Daí o meu espanto sobre o vazio
de Pessanha em Macau.
Acontece, e isso aprendi eu sem
que me ensinassem, que o Dr. Pessanha fez inimigos por aqui na colónia de
Macau.
Em particular, cultivou
inimizades entre as elites locais. Os portugueses em Macau, que não gostaram de
ver o Dr. Pessanha a defender chineses contra os colonos portugueses... Ninguém
lhe perdoou essa ousadia de querer considerar os chineses como iguais. Nem essa
nem as outras que chocaram a sociedade colonial e conservadora do princípio do
século XX. Camilo Pessanha, vestia-se à chinês, vivia com uma chinesa, tinha
filhos que educava como chineses e sobretudo trazia a génese de ideias
republicanas que difundia no liceu onde dava aulas.
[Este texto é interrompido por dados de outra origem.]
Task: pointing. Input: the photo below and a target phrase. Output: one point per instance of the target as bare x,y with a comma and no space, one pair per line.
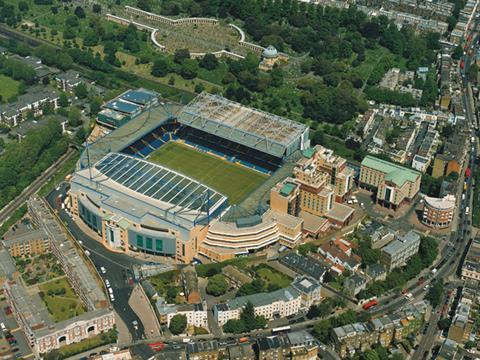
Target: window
159,245
139,241
149,244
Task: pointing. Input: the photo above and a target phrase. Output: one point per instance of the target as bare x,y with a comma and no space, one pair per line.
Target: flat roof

Os defensores dos bons costumes
não lhe perdoaram. Arranjaram maneira de o despedir do liceu e de acabar com a
sua carreira como advogado. O próprio Camilo, com o seu vício de se encharcar
de ópio, também facilitou a coisa. Vendeu a coleção de porcelanas para
alimentar os filhos e o vício. Morreu tuberculoso. O sogro, que nunca gostou
dele, criou-lhe os filhos. A viúva substituiu-o por um comerciante. Os outros
portugueses de Macau lamentaram cinicamente e aliviados disseram que nunca devia
ter vindo.
A todos interessa apagar a
memória dos passos do Camilo.
Passei mais uns dias em Macau em
companhia do seu espetro.
Comi e bebi bem em Macau, mais do
que o necessário.
Perdi-me várias vezes no
labirinto das ruas e gostei de me perder. Numa manhã de nevoeiro, deixei Macau
e entrei pela China de regresso à Europa. Antes de sair, vi escrito em letras
grandes numa solene placa de pedra que ocupava toda uma parede: A PÁTRIA HONRAE
QUE A PÁTRIA VOS CONTEMPLA.
E eu, que metade de mim é sempre
do contra e a outra metade nunca está a favor, agoniei-me com a hipocrisia
posta na pedra. Senti vergonha da pátria que apagou a memória do Pessanha.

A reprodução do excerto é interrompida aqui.